There’s an element of magical realism throughout the book. (Magical realism may not be the right term, given that it’s happening within the context of a living religion, but it’s the best that I have.) For the Chippewa characters, ghosts and spirits and omens appear, animals speak in human languages, all accepted without hesitation or surprise. I really liked this; I love magical realism and I think it’s one of the most effective ways to immerse someone into a different worldview, because it really forces the reader to accept things without necessarily understanding the underlying reasoning; they have to figure that out for themselves.
While the other two second-wave Native American renaissance books I’ve read, There, There and The Absolutely True Diary of a Part-Time Indian, both focus on individual struggles with identity, TNW is the story of a culture more than a person. Though Erdrich spends a page acknowledging the difficulties of defining yourself as Native American in the time Thomas grows up in, for the most part, the characters in the book are very secure in their Native identity. Instead, what this books does – and does so well – is portray a culture in conversation, with itself, with its past, future, and present, and with the environment and broader cultural context it exists in. This was absolutely my favorite part of the book. It, moreso than any other piece of media I’ve engaged with, paints the picture of a Native community as a breathing, living, modern culture. Not that works like “Rutherford Falls” and the abovementioned books haven’t, it’s just that this book in particular pulls the reader into the conversation as it happens, forces the reader to look at the shaping forces, both internal and external, and to see the complexity of this conversation from so many angles and viewpoints.
…she had asked him to make the grave house because she knew he did it the old way. Except, Thomas wondered, was this really the old way? Biboon said that his father remembered a time when the dead person was carefully wrapped in birchbark and then fixed high in a tree. It seemed better.
pg. 321.
The final part of this book that I very much wanted to discuss was its very feminist bent, particularly in the viewpoints of its female characters. There are a wide variety of women, who all wanted different things and who lived very different lives. Within the conversations they have with each other are breathtakingly honest observations about the realities of women’s lives. There’s some strong parallels drawn between the white people’s treatment of the Native Americans and men’s (including Chippewa men’s) treatment of women, both stemming from the fact that the “other” – Native Americans and women, respectively – aren’t viewed as human by the more powerful group. They exist in some other category, somewhere between object and subhuman. Erdrich subtly but consistently differentiates between the experience of the men and the women, and of the white man and the Native Americans (I don’t think we get any white women as POV characters in this book.) At the same time, the injustices particular to women are allowed to stand on their own, to be their own thing with their own considerations in navigating the world.
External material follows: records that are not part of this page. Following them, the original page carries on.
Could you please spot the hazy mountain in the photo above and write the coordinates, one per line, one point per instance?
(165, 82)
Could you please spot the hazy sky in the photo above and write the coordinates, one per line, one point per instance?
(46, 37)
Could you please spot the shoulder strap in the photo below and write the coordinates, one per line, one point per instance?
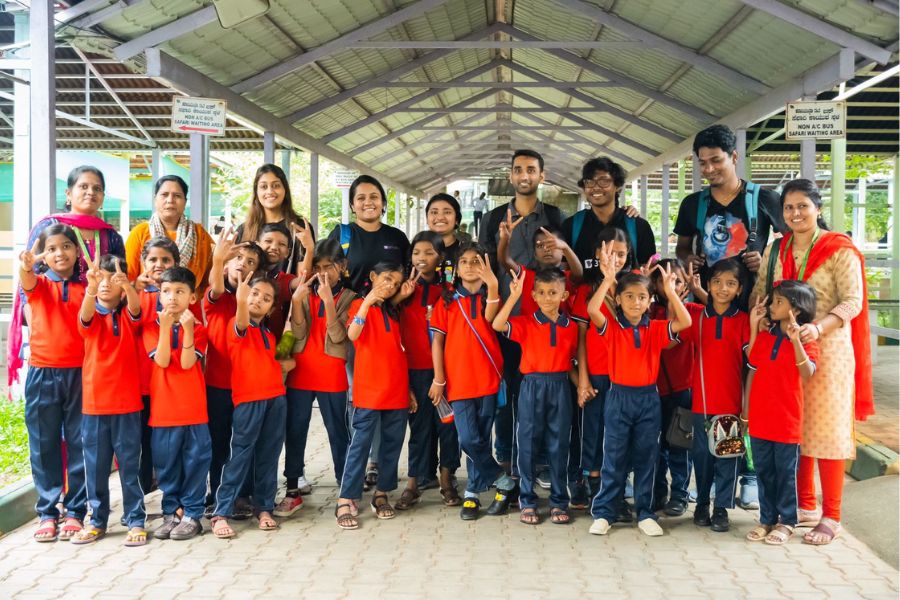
(577, 224)
(774, 251)
(345, 239)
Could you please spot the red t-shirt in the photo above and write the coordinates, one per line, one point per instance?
(380, 372)
(177, 396)
(547, 346)
(634, 352)
(676, 363)
(110, 379)
(527, 305)
(55, 341)
(776, 395)
(259, 375)
(316, 370)
(414, 325)
(469, 371)
(218, 313)
(595, 344)
(724, 340)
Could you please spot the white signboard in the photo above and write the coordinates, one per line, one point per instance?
(198, 115)
(342, 178)
(816, 120)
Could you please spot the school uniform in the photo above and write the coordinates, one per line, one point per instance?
(424, 423)
(180, 436)
(674, 384)
(219, 406)
(725, 336)
(591, 415)
(380, 400)
(776, 416)
(112, 412)
(257, 431)
(53, 395)
(473, 365)
(631, 416)
(320, 374)
(545, 401)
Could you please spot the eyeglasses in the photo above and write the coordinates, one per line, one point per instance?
(600, 182)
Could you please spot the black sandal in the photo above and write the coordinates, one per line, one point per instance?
(346, 520)
(383, 510)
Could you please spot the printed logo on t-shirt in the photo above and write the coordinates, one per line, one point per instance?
(723, 236)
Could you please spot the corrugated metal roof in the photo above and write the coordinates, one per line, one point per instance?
(750, 42)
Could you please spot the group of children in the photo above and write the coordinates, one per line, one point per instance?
(225, 396)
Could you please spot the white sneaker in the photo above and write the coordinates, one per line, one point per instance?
(650, 527)
(304, 486)
(600, 527)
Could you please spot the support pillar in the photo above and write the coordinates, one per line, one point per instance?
(664, 216)
(200, 179)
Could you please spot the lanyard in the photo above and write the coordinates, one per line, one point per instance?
(806, 256)
(81, 243)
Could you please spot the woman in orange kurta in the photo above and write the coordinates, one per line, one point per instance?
(194, 243)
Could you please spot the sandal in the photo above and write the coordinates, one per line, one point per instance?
(266, 522)
(70, 529)
(450, 496)
(46, 531)
(829, 528)
(529, 516)
(136, 536)
(346, 520)
(383, 510)
(559, 516)
(780, 535)
(88, 535)
(758, 533)
(221, 528)
(407, 499)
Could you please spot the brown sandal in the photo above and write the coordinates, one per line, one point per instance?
(450, 496)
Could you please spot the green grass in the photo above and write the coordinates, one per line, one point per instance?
(14, 462)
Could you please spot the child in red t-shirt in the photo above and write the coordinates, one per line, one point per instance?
(53, 391)
(719, 335)
(230, 263)
(157, 255)
(318, 322)
(257, 390)
(426, 255)
(180, 437)
(468, 367)
(779, 364)
(593, 368)
(632, 412)
(110, 324)
(381, 396)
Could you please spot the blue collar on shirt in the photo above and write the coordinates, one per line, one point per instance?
(635, 329)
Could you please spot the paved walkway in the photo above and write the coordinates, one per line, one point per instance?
(430, 553)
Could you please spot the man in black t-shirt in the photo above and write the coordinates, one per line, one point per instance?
(727, 229)
(602, 181)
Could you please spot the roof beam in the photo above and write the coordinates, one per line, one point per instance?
(406, 104)
(623, 80)
(656, 42)
(824, 76)
(169, 31)
(193, 83)
(298, 61)
(378, 80)
(821, 28)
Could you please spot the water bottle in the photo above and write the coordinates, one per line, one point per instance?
(445, 413)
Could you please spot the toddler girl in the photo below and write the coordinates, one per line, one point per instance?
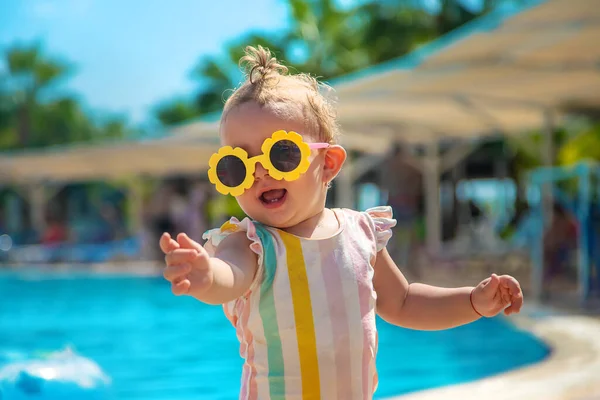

Jack would have tampered with her slightly, just enough so that when somebody else came along she’d have that shame, then more shame, until she got lost in shame and wasn’t herself.
pg. 296
I definitely think this book was an excellent choice for its Pulitzer and I’m going to be thinking about it for a long time. I also think it’s a really important addition to the growing body of modern Native American literature, especially in conversation with works that are more focused on individual journeys.